Government Waste:

 US Spends $24 Million on Propaganda TV That Doesn't Get Seen



Anyone recall that thing called the sequester, which was supposed to impose serious, devastating cuts that would end the world as we know it? Yeah, I remember it and I recall how we are currently funneling billions of taxpayer dollars to our enemies, spending millions on a vacation or two every month for the Obamas. Additionally, I see us pumping billions into Obamacare, along with the millions more into the NSA spy program, even though we have every right to believe it is being used unlawfully. Just when you thought the feds



couldn't be more wasteful in their spending, along comes a plane that flies around Cuba and beams American-sponsored TV programming to the island’s inhabitants. This little propaganda piece costs the US taxpayers $24 million, and the best part? Havana jams the broadcast signal so that few, if any, Cubans even see the broadcasts!

Foreign Policy reports:


The program is run by the U.S. Broadcasting Board of Governors, and for the last two years, it has asked Congress to scrap the program, citing its exorbitant expense and dubious cost-effectiveness. “The signal is heavily jammed by the Cuban government, significantly limiting this platform’s reach and impact on the island,” reads the administration’s fiscal year 2014 budget request.

But each year, hard-line anti-Castro members of Congress have rejected the recommendation and renewed funding for the program, called AeroMarti. Now, under the restrictions of government-wide belt-tightening, AeroMarti may finally die, but its fate has yet to be sealed.

“It’s hard to believe we are still wasting millions of taxpayer dollars on beaming a jammed TV signal – that fewer than 1 percent of Cubans can see – from an airplane to the island,” Sen. Jeff Flake (R-AZ) tells The Cable.




For Flake and fellow critics of the program, Aero Marti has called into question America’s decades-long information war against the Castro regime. But other Castro critics say the U.S. must continue to find ways to disseminate messaging onto the autocratic island.

At the moment, the Aero Marti twin-engine Gulfstream 1 plane is grounded in Georgia due to the automatic spending cuts known as sequestration. But the program’s ultimate fate will be determined by the House and Senate Appropriations Committees.

Under ordinary circumstances, the plane flies a figure eight pattern near the Communist island beaming hours and hours of TV and Radio Marti, a U.S.-financed broadcaster akin to Radio Free Europe. From 2006 to 2010, Aero Marti burned through $5 million every year. In 2010, its budget was reduced to around $2 million per year. One iteration of the program involved a C-130 military plane and another involved a blimp attached to a cable 10,000 feet above the Florida Keys. All told, the flights have racked up a tab well over $24 million to U.S. taxpayers.


The US government has spent well near half a billion dollars on the Marti programming since its inception. Marti first aired on radio in 1985 and on television in 1990. It’s biggest supporters have been the underage prostitute scandal ridden Senator Robert Menendez (D-NJ), who chairs the Senate Foreign Relations Committee and Rep. Ileana Ros-Lehtinen (R-FL).

“I will continue to stand behind the mission of Radio and TV Marti until the Cuban government ceases to deprive its citizens of objective and uncensored media sources,” Menendez told The Cable. “The Martis play a critical role in providing information to the Cuban people about events in and outside of Cuba, connecting with nearly a million Cubans every week. In this day and age, there are numerous platforms, new media tools, and technologies available to the Martís to fulfill and continue this integral mission, and I believe we should use every possible medium to break through the Castro regime’s censorship barriers.”

The Obama administration’s request is to not continue Aero Marti. Congressmen will have to determine whether to support or oppose the proposal in Obama’s budget. So far, none have objected.

Senator Flake has come out against Aero Marti saying “While the president’s most recent budget request would stop funding the flights, Congress should do the same with the TV Marti program as a whole.”

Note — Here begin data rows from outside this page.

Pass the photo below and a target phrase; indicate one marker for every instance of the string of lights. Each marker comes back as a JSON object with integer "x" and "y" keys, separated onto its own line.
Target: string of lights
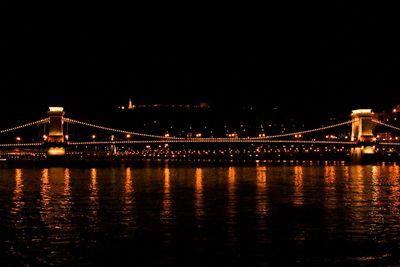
{"x": 305, "y": 131}
{"x": 21, "y": 144}
{"x": 210, "y": 140}
{"x": 68, "y": 120}
{"x": 42, "y": 121}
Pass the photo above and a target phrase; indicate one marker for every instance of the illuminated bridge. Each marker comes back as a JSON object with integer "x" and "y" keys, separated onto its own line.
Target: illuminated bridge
{"x": 56, "y": 142}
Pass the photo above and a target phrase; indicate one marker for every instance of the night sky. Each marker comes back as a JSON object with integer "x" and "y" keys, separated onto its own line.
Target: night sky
{"x": 305, "y": 57}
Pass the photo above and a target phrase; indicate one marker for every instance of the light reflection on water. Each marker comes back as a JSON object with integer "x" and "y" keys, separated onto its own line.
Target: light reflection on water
{"x": 255, "y": 215}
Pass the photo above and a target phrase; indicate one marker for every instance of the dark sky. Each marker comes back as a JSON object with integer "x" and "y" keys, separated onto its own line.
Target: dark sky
{"x": 307, "y": 57}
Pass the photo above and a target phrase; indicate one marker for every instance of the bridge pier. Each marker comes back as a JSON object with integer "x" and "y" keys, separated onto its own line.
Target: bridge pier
{"x": 55, "y": 140}
{"x": 362, "y": 129}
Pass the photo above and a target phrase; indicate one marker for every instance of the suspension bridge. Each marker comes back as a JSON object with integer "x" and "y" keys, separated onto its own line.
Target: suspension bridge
{"x": 55, "y": 141}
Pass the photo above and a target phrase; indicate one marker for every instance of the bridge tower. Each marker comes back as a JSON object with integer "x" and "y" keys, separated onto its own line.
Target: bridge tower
{"x": 55, "y": 139}
{"x": 362, "y": 132}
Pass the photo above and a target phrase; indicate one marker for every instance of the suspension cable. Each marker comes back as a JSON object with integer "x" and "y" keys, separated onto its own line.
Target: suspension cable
{"x": 305, "y": 131}
{"x": 42, "y": 121}
{"x": 387, "y": 125}
{"x": 68, "y": 120}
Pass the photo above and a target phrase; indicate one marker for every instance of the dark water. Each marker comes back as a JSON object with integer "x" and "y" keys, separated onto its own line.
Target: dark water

According to John Nichols, a communications professor at Penn State University, “Proponents of the program say we can’t stop doing it because it would send a bad message to the Cuban government that we’re capitulating. That’s bogus: It’s ineffective, it wastes a huge amount of money and the compromise we make to keep it on air, knowing it violates international law, is not at all worth it.”

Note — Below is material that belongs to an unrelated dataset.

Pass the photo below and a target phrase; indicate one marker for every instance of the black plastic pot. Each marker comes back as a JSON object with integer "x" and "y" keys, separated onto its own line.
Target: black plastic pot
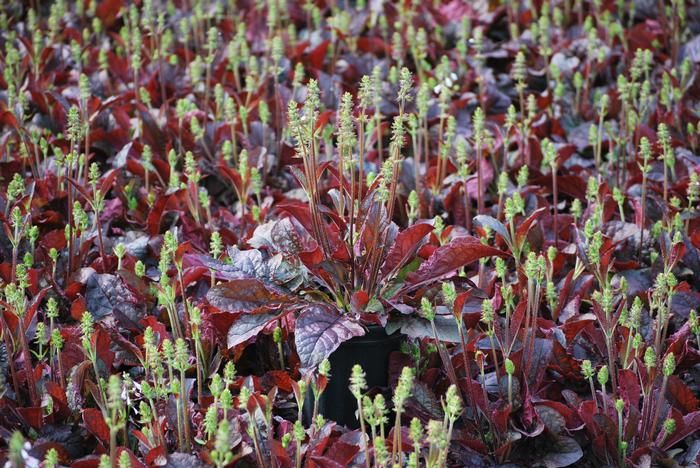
{"x": 371, "y": 351}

Marti also insists that the programming’s purpose is simply to peddle “anti-Castro propaganda.”

Carlos Garcia-Perez, director of the BBG’s Office of Cuba Broadcasting has said that Cubans are interested in the programming and cites records numbers, claiming that his facility is there “to provide the free-flow of information” against Castro’s draconian censorship of the press.” Garcia-Perez says he can reach 1 million Cubans and also claims that his website has gone from 500 per day in November 2010 to 7,000 hits per day and on a big event gets about 15,000.

That’s all fine and dandy, but is it worth it to taxpayers to be spending $24 million for people to get American radio and TV? I think not.